JAKARTA, GRESNEWS.COM - Kementerian Badan Usaha Milik Negara (BUMN) akan menggabungkan sejumlah bank syariah milik perbankan BUMN, diantaranya Bank Mandiri Syariah, Bank BRI Syariah, Bank BNI Syariah dan Unit Usaha Syariah BTN. Penggabungan bank syariah milik BUMN itu dilakukan untuk menciptakan bank syariah yang besar agar dapat bersaing dalam ajang Masyarakat Ekonomi ASEAN (MEA).

Deputi Bidang Jasa Keuangan, Jasa Survei dan Lainnya Kementerian BUMN Gatot Trihargo mengatakan proses penggabungan perbankan syariah itu sedang dalam tahap kajian oleh Otoritas Jasa Keuangan (OJK). Menurutnya, total ekuitas yang dimiliki bank syariah itu masih kurang dari Rp9 triliun, besaran nilai tersebut terbilang kurang untuk bersaing di tingkat global yang memiliki ekuitas di atas Rp9 triliun.

Gatot menilai perkembangan ekonomi syariah sangat lambat, terlihat penetrasi bank syariah dari sisi aset hanya sekitar 4 persen dibandingkan dengan bank konvensional. Maka itu untuk mempercepat pertumbuhan bank Syariah, selain menata kembali regulasinya, juga harus dipercepat dengan pertumbuhan non organic.

Salah satu alternatifnya dengan menggabungkan tiga bank syariah yang merupakan anak perusahaan bank BUMN, yaitu Bank Syariah Mandiri, Bank BRI Syariah, Bank BNI Syariah serta unit usaha syariah Bank BTN. Gatot mengatakan induk usaha dari masing-masing bank syariah sudah memiliki komitmen untuk menggabungkan anak usahanya tersebut.

"Komitmennya sudah ada. Kita akan detailkan dengan OJK dan koordinasikan dengan Deputi Restrukturisasi dan Pengembangan Usaha," kata Gatot, Jakarta, Senin (14/12).

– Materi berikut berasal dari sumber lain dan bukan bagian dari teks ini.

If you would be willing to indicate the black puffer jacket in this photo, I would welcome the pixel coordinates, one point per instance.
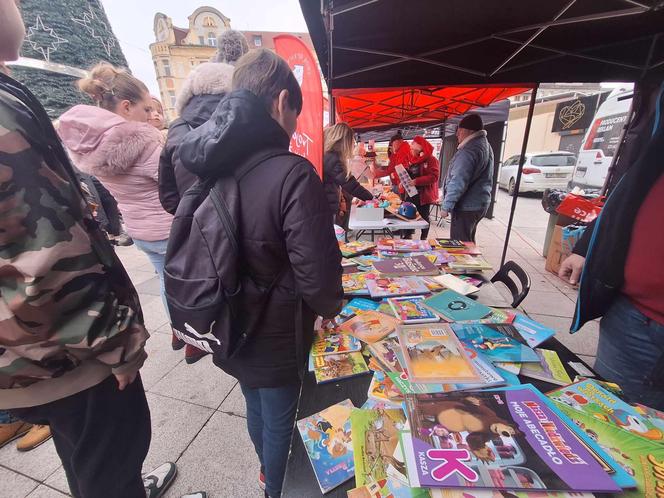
(200, 95)
(334, 178)
(285, 221)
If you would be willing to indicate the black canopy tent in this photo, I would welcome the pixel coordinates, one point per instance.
(391, 43)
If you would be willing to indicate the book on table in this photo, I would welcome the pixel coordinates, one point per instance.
(510, 438)
(432, 353)
(327, 439)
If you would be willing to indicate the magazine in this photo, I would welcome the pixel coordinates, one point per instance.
(549, 369)
(455, 307)
(412, 310)
(400, 286)
(496, 341)
(330, 343)
(327, 438)
(405, 267)
(590, 398)
(370, 326)
(434, 354)
(333, 367)
(504, 439)
(375, 437)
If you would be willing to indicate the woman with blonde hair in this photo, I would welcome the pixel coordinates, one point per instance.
(337, 179)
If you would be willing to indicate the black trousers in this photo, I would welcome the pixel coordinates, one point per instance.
(464, 224)
(102, 436)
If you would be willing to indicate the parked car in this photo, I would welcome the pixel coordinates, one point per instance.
(601, 140)
(540, 171)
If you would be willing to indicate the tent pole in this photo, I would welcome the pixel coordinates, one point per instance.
(522, 159)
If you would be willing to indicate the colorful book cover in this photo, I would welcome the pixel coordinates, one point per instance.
(640, 458)
(405, 267)
(495, 341)
(456, 307)
(503, 439)
(533, 332)
(356, 247)
(590, 398)
(403, 245)
(434, 354)
(456, 284)
(333, 367)
(400, 286)
(327, 438)
(375, 437)
(370, 326)
(411, 309)
(330, 343)
(549, 369)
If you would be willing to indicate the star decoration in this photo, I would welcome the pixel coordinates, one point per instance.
(97, 28)
(43, 39)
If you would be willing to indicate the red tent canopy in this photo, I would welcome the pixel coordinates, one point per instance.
(375, 108)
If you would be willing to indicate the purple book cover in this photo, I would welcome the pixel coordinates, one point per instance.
(502, 439)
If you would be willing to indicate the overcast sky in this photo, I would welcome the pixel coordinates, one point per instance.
(132, 22)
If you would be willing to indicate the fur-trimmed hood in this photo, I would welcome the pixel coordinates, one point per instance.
(208, 78)
(104, 143)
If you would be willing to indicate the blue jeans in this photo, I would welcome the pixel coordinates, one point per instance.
(156, 252)
(270, 420)
(630, 348)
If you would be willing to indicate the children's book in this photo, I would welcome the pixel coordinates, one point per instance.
(456, 284)
(534, 333)
(331, 343)
(549, 369)
(370, 326)
(357, 247)
(411, 309)
(434, 354)
(401, 286)
(403, 245)
(498, 342)
(375, 437)
(590, 398)
(333, 367)
(509, 438)
(406, 267)
(455, 307)
(327, 438)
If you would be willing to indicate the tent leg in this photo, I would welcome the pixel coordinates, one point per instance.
(522, 159)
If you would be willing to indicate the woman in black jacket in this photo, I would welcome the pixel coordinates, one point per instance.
(336, 176)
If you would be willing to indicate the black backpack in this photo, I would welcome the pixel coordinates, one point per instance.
(205, 273)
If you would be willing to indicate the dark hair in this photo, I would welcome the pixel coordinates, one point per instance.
(265, 74)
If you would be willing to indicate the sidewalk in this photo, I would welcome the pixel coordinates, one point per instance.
(198, 413)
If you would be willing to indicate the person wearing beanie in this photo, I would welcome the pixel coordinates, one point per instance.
(469, 178)
(207, 84)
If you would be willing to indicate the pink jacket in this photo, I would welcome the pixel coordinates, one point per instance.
(124, 156)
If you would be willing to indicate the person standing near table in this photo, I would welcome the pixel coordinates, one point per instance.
(469, 179)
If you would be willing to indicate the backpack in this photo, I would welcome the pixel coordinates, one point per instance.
(205, 273)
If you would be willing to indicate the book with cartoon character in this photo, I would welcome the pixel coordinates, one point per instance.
(432, 353)
(590, 398)
(509, 438)
(327, 438)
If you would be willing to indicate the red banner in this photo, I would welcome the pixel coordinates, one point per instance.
(307, 140)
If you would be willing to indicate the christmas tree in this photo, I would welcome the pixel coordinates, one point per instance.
(63, 39)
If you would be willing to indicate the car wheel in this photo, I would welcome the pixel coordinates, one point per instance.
(512, 187)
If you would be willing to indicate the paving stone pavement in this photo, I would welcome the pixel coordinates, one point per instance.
(198, 413)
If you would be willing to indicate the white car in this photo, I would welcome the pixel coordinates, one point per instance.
(540, 171)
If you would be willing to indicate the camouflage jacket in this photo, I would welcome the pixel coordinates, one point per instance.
(66, 302)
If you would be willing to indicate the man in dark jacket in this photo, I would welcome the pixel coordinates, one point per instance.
(619, 260)
(469, 178)
(284, 223)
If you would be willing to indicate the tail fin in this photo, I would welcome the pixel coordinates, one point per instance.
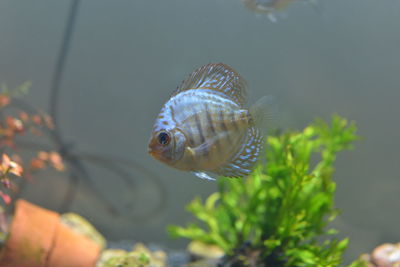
(264, 113)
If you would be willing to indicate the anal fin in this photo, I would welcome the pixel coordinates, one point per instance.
(244, 160)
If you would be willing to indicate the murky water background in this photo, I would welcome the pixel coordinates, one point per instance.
(125, 58)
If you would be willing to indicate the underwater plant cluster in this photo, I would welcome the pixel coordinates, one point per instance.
(280, 214)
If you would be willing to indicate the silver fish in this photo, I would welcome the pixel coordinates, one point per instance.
(205, 127)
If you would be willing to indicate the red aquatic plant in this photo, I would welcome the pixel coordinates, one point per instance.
(15, 122)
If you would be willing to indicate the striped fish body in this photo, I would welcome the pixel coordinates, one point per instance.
(214, 127)
(205, 126)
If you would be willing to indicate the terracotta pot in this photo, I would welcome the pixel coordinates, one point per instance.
(37, 238)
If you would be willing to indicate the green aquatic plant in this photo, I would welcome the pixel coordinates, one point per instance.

Menanggapi rencana penggabungan bank syariah BUMN itu, pengamat perbankan Deni Daruri mengatakan pemerintah seharusnya lebih fokus menggabungkan induk usaha bank BUMN ketimbang penggabungan bank syariah BUMN. Menurutnya sangat aneh ketika penggabungan hanya dilakukan di tingkat anak usaha ketimbang induk usaha. Apalagi karakter perbankan syariah BUMN hanya seperti ´sampah´ bagi induk usahanya karena ketika ada permasalahan di induk usaha, maka masalah nasabah akan diserahkan kepada bank syariah.

Dia menilai penggabungan bank syariah BUMN tidak akan memiliki dampak signifikan bagi persaingan perbankan dalam menghadapi MEA. Menurutnya untuk meningkatkan daya saing, pemerintah harus meningkatkan kinerja perbankan. Diantaranya dengan melakukan konsolidasi perbankan.

"Gak ada signifikannya penggabungan bank syariah. Bank syariah sudah seperti ´sampah´ saja," kata Deni kepada gresnews.com.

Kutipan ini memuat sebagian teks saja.